SQD currently supports 100+ EVM Chains

SQD has beta support for Solana.

Warning: Data starts from block slot 317617480 when using solana with sqd.

Read more at the official documentation.

Example ProviderConfig

from cherry_core import ingest

provider = ingest.ProviderConfig(
    kind=ingest.ProviderKind.HYPERSYNC,
    url="https://portal.sqd.dev/datasets/solana-beta",
)

You can change solana-beta with any dataset name from the supported networks page.

For example you can use https://portal.sqd.dev/datasets/arbitrum-nova to get arbitrum-nova data.

Deploying portals

Access to SQD portal API is free but slightly limited at the moment.

You can deploy a portal to have unlimited access. You can contact us in telegram for help with deploying and maintaining portal instances.

Soldexer

Soldexer is SQD's Typescript Solana indexer and an alternative to Cherry specifically designed for Solana's historical and real-time data.

SQD Network by SQD provides the decentralized infrastructure that powers both Cherry and Soldexer. The network's 2,900+ worker nodes ensure reliable data processing and transparent architecture.
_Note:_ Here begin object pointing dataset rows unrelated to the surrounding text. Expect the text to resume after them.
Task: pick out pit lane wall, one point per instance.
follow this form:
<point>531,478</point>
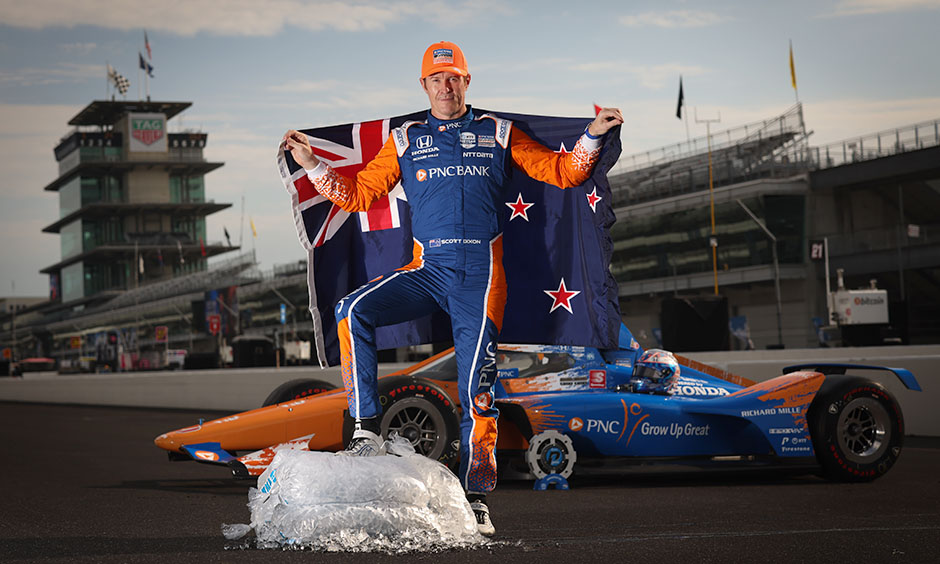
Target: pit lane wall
<point>233,390</point>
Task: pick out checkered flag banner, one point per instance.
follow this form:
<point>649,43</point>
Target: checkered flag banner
<point>121,83</point>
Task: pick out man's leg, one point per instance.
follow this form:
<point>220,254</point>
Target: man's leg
<point>396,297</point>
<point>476,310</point>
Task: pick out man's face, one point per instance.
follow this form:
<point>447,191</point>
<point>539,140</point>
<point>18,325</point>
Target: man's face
<point>447,93</point>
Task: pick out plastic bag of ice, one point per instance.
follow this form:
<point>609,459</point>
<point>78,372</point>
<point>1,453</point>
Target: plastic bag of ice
<point>402,502</point>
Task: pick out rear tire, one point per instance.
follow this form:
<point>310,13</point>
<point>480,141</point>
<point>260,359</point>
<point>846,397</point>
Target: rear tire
<point>297,389</point>
<point>857,429</point>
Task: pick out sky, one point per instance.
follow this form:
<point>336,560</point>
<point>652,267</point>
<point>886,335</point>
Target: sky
<point>253,69</point>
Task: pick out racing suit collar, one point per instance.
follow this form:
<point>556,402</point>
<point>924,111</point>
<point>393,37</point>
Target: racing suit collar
<point>443,125</point>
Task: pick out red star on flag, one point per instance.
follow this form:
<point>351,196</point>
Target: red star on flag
<point>593,198</point>
<point>519,208</point>
<point>562,297</point>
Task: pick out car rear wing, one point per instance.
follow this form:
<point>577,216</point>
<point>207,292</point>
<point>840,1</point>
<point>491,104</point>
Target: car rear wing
<point>904,375</point>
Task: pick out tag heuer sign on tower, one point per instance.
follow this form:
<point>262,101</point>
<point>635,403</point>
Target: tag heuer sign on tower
<point>147,133</point>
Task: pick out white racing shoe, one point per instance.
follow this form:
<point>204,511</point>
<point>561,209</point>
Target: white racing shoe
<point>364,443</point>
<point>482,514</point>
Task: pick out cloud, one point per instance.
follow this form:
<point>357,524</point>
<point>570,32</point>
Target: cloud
<point>304,86</point>
<point>867,7</point>
<point>78,48</point>
<point>653,77</point>
<point>59,74</point>
<point>673,19</point>
<point>838,120</point>
<point>241,17</point>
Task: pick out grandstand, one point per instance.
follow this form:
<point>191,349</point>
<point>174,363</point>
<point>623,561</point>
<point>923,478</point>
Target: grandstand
<point>774,148</point>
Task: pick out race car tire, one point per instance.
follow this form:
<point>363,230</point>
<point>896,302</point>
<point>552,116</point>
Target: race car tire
<point>420,411</point>
<point>857,429</point>
<point>297,389</point>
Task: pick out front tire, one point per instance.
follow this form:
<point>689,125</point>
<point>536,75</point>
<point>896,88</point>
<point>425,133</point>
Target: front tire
<point>857,429</point>
<point>420,411</point>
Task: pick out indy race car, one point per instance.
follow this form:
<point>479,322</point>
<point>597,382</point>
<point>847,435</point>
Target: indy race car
<point>566,405</point>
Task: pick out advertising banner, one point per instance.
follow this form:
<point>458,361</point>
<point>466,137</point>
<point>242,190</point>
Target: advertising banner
<point>147,133</point>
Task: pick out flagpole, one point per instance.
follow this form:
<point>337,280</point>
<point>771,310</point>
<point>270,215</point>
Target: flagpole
<point>688,139</point>
<point>241,224</point>
<point>713,240</point>
<point>796,91</point>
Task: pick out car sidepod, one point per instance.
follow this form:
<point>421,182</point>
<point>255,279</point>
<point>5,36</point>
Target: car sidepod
<point>764,419</point>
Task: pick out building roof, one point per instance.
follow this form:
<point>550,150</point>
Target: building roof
<point>107,112</point>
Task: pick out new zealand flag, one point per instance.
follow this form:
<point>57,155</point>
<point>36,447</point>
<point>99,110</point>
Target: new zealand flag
<point>556,243</point>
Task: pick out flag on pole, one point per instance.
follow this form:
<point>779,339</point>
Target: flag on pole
<point>121,83</point>
<point>558,259</point>
<point>145,66</point>
<point>681,99</point>
<point>792,67</point>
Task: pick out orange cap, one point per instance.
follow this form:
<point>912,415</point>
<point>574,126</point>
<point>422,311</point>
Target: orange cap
<point>444,56</point>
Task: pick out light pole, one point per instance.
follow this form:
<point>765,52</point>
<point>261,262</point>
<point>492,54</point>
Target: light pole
<point>713,240</point>
<point>773,246</point>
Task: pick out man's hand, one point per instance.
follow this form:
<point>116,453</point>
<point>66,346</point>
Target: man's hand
<point>296,142</point>
<point>606,119</point>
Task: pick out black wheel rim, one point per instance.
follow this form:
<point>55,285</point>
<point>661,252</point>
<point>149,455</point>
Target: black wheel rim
<point>419,421</point>
<point>864,430</point>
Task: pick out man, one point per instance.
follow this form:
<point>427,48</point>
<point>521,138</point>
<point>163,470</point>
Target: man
<point>454,168</point>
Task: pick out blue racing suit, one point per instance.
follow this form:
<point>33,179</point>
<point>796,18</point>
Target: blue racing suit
<point>454,174</point>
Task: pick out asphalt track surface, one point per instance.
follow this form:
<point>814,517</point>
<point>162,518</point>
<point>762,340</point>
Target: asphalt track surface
<point>86,484</point>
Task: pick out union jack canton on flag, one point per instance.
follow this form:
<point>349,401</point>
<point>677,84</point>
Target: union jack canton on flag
<point>556,243</point>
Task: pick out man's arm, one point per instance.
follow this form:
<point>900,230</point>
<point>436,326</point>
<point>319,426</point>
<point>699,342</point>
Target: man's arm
<point>564,170</point>
<point>352,194</point>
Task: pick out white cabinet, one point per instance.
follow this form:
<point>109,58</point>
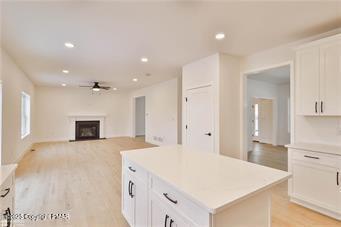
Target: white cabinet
<point>307,82</point>
<point>134,197</point>
<point>7,192</point>
<point>318,78</point>
<point>330,78</point>
<point>316,181</point>
<point>161,215</point>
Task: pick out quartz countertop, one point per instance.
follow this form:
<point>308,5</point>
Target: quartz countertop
<point>213,181</point>
<point>5,171</point>
<point>322,148</point>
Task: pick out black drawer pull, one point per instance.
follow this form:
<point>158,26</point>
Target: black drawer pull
<point>308,156</point>
<point>171,223</point>
<point>131,169</point>
<point>173,201</point>
<point>8,217</point>
<point>6,193</point>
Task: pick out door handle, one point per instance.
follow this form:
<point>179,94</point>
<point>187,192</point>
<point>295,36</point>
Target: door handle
<point>166,219</point>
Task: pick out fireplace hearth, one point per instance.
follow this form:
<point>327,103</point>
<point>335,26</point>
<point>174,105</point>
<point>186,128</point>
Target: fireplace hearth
<point>87,130</point>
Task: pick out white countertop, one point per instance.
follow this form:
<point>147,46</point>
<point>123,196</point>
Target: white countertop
<point>322,148</point>
<point>5,171</point>
<point>213,181</point>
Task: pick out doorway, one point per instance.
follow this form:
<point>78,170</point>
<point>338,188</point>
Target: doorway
<point>267,121</point>
<point>199,119</point>
<point>140,118</point>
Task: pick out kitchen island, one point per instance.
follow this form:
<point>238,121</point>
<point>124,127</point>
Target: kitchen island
<point>175,186</point>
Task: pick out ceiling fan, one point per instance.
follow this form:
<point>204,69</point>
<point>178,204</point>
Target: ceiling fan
<point>97,87</point>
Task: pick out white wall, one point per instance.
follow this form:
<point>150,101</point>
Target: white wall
<point>161,112</point>
<point>14,82</point>
<point>54,105</point>
<point>307,129</point>
<point>283,126</point>
<point>140,116</point>
<point>221,71</point>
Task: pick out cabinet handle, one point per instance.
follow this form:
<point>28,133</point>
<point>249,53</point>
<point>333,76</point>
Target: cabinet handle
<point>8,217</point>
<point>166,219</point>
<point>171,223</point>
<point>337,178</point>
<point>308,156</point>
<point>173,201</point>
<point>7,191</point>
<point>131,169</point>
<point>129,188</point>
<point>315,107</point>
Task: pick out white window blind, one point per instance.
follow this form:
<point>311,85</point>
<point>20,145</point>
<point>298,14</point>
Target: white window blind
<point>25,115</point>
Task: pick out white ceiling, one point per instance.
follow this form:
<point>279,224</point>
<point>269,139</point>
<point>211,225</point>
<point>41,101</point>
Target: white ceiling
<point>278,75</point>
<point>111,37</point>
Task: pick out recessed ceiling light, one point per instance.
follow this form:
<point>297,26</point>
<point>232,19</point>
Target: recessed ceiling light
<point>220,36</point>
<point>69,45</point>
<point>144,59</point>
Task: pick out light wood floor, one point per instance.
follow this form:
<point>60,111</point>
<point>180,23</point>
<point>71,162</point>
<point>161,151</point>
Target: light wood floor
<point>84,179</point>
<point>268,155</point>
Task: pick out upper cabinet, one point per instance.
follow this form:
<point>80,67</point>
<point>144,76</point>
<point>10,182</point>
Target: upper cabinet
<point>318,78</point>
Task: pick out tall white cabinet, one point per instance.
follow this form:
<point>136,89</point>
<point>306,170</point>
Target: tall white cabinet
<point>318,78</point>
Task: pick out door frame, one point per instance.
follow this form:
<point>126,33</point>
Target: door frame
<point>133,126</point>
<point>244,107</point>
<point>274,118</point>
<point>185,117</point>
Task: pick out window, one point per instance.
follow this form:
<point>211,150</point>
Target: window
<point>256,129</point>
<point>25,115</point>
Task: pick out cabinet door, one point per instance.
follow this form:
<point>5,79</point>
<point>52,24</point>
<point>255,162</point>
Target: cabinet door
<point>307,81</point>
<point>330,79</point>
<point>164,216</point>
<point>139,191</point>
<point>316,184</point>
<point>128,201</point>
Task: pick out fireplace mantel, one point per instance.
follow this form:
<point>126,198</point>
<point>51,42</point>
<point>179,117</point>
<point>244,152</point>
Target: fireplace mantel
<point>86,117</point>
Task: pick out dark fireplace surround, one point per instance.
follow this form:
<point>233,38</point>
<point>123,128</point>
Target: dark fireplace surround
<point>87,130</point>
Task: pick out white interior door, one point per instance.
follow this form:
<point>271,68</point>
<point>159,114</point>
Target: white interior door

Learn more at soldexer.dev and check out the GitHub repository which contains example for a DEx swaps on Solana, Metaplex NFT metada or pump.fun tokens.

Writers

Writers control how data is written to the output after it is ingested from the provider and processed by the configured steps.

Supported output formats

ClickHouse
Iceberg
Deltalake
DuckDB
Arrow Datasets
Parquet

Full Writer configuration API

class WriterKind(str, Enum):
    CLICKHOUSE = "clickhouse"
    ICEBERG = "iceberg"
    DELTA_LAKE = "delta_lake"
    PYARROW_DATASET = "pyarrow_dataset"
    DUCKDB = "duckdb"

@dataclass
class Writer:
    kind: WriterKind
    config: (
        ClickHouseWriterConfig
        | IcebergWriterConfig
        | DeltaLakeWriterConfig
        | PyArrowDatasetWriterConfig
        | DuckdbWriterConfig
    )

See specific writer pages to learn more about your writer of choice.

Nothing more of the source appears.